In a June letter to the Senate Appropriations Committee and the Appropriations Financial Services and General Government (FSGG) Subcommittee, the senators called on leadership to specifically include the cannabis industry in the fiscal year 2022 FSGG spending bill report. If modified, the report would authorize the Small Business Administration to extend federally insured, low-interest loans and other relief to state-legal cannabis and ancillary businesses that currently are excluded from such programs because they deal in a federally illegal substance.

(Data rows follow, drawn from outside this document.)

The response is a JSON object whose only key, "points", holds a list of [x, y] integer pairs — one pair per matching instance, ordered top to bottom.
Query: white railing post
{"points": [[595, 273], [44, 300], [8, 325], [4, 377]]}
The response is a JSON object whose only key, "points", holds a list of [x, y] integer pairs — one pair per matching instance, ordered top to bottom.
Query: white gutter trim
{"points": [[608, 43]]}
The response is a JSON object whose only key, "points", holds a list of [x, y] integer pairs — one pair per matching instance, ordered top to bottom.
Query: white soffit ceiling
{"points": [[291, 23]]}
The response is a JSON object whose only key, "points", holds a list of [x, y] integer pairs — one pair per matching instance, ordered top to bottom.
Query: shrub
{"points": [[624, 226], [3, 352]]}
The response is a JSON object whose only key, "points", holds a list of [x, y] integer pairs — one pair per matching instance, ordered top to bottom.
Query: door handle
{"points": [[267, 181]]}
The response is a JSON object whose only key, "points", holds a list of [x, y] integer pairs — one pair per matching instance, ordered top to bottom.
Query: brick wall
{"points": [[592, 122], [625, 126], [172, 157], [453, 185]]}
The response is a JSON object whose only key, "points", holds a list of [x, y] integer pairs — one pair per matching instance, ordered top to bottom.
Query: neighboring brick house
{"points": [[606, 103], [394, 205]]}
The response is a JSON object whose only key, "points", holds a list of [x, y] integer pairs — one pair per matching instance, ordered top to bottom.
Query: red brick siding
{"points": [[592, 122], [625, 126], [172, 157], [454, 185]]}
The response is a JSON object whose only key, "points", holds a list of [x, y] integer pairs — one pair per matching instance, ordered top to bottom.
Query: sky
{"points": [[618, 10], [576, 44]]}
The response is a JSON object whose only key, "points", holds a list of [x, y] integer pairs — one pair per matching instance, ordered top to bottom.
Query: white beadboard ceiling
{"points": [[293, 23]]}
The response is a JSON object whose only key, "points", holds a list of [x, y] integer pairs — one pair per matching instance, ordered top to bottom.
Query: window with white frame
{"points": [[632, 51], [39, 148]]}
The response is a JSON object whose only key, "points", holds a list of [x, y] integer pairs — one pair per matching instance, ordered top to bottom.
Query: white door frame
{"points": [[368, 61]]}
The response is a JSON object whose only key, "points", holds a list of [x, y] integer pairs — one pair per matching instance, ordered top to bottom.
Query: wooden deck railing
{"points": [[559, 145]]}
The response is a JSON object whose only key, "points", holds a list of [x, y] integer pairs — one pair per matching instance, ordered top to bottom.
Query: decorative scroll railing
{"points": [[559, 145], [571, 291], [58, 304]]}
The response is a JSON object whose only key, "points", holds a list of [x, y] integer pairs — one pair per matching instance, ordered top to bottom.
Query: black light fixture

Authored by Senator Jacky Rosen (D-Nev.), the letter urges the committees to command the SBA to stop “denying loan applications for the 7(a) Loan Guarantee Program, Disaster Assistance Program, Microloan Program, and 504/Certified Development Company Loan Program to legally operating cannabis small businesses in states that have legalized cannabis sale and use.”
“SBA’s current policy excludes small businesses with ‘direct’ or ‘indirect’ products or services that aid the use, growth, enhancement, or other development of cannabis from SBA-backed financing,” Rosen wrote. “Consequently, small businesses in states with some form of legal cannabis must choose between remaining eligible for SBA programs and participating in or doing business with a rapidly-growing and legal industry.”
In 2020, Congress tasked the SBA, a cabinet-level agency, with distributing hundreds of billions of dollars in special appropriations designed to prop up entities devastated by lockdowns related to the COVID-19 pandemic. The agency ruled those funds, including SBA loans, off-limits to the state-legal cannabis industry.
In addition to Rosen and Wyden, signatories included Maria Cantwell (D-Wash.), Ed Markey (D-Mass.), Bob Menendez (D-N.J.), Jeff Merkley (D-Ore.), Alex Padilla (D-Calif.), and Raphael Warnock (D-Ga.).